What are the Academic Benefits of SI?
- Better course grade and a higher GPA.
- The material you master is valuable in other courses.
- Learn the language (jargon) of the course by talking with other students.
- Encourages understanding of the course material through multiple student perspectives.
- Learn to study more effectively and efficiently to increase free time.
- Veteran student perspective gives students insight into questions the professor may ask.
- Learn study skills to help with current and future courses.
- Knowledge stays fresh in your mind, and review of information is ongoing.
- Able to ask questions about course material to as small group of peers instead of the large lecture hall of students.
- Learning and studying with others helps you recognize and learn important information that you may have missed or not understood before you take and exam.
- Being in a relaxed environment where the information is discussed in a different way.

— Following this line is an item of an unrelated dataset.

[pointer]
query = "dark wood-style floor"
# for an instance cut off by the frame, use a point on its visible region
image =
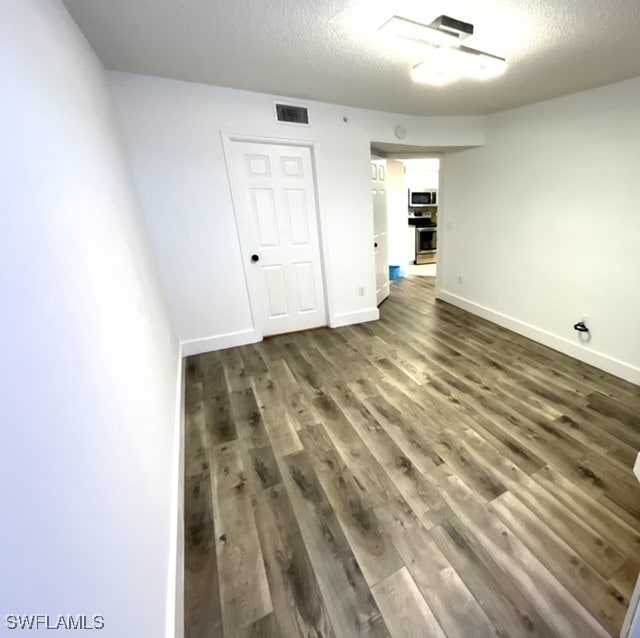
(429, 474)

What are the Personal Benefits of SI?
- Opportunity to meet other student in class, form study groups, and possibly make life-long friends.
- Meet students to sit by in class that provide motivation to go to class.
- Opportunity to talk with SI coaches, who are successful students, about how to be a successful student.
- Meet students with who you can form study groups.
- Improve communication skills
- Talking with other students and the SI coach about majors, what to expect, classes to take, and other advice.
- Get motivated to take responsibility for your own learning and personal development.
- Increase your self-confidence in academic and social interactions.
What are the Cognitive Benefits of SI?
- Greater understanding of the course material.
- Develop higher-level thinking skills.
- Test your knowledge of the material before class quizzes and exams.
- Increase awareness of and tolerance for ambiguity or complexity.
- Gain understanding of multiple perspectives by working with a diverse group of students.
- Practice critical thinking skills in the context of the course material.
When do SI sessions start?
SI sessions normally begin during the second week of classes and are held throughout the semester. Each SI coach holds two to three sessions per week. It is recommended that students attend as many sessions as possible since each session will focus on new material. SI sessions are informal; students should bring their notes, textbooks, and questions when they come to an SI session.
What are the differences between SI and other forms of tutoring or academic support?
There are several key elements of SI that differentiate it from group tutoring and other forms of academic support:
Tutor leads discussions/examples
Leader begins discussions or examples but hands over duties to students
Tutor writes on board and demonstrates examples
Student write on board and leader sits backs and checks for understanding
Tutor tends to do most of the work and students watch
Students do much of the work and Leader watches
Usually one group or one-on-one where tutor helps students
Usually many small groups (pairs) that collaborate and help each other
Students engage with tutor
Students engage with each other
- The SI program is attached to specific courses which are historically difficult for students.
- Participation is the SI program is always voluntary.
- The SI coach attends every class sessions and knows exactly what is expected of the student.
- The SI coach is trained in specific teach/learning theories and techniques.
- The SI program is supervised by a trained professional staff member.
- The SI program is offered only in classes in which the faculty member invites and supports SI.
- The SI sessions are conducted regularly and integrate course content with learning strategies.
- The SI coach plays a role in facilitating and encouraging the group to actively process the material rather than acting as an authority figure who lectures to participants.
- The SI program is evaluated rigorously.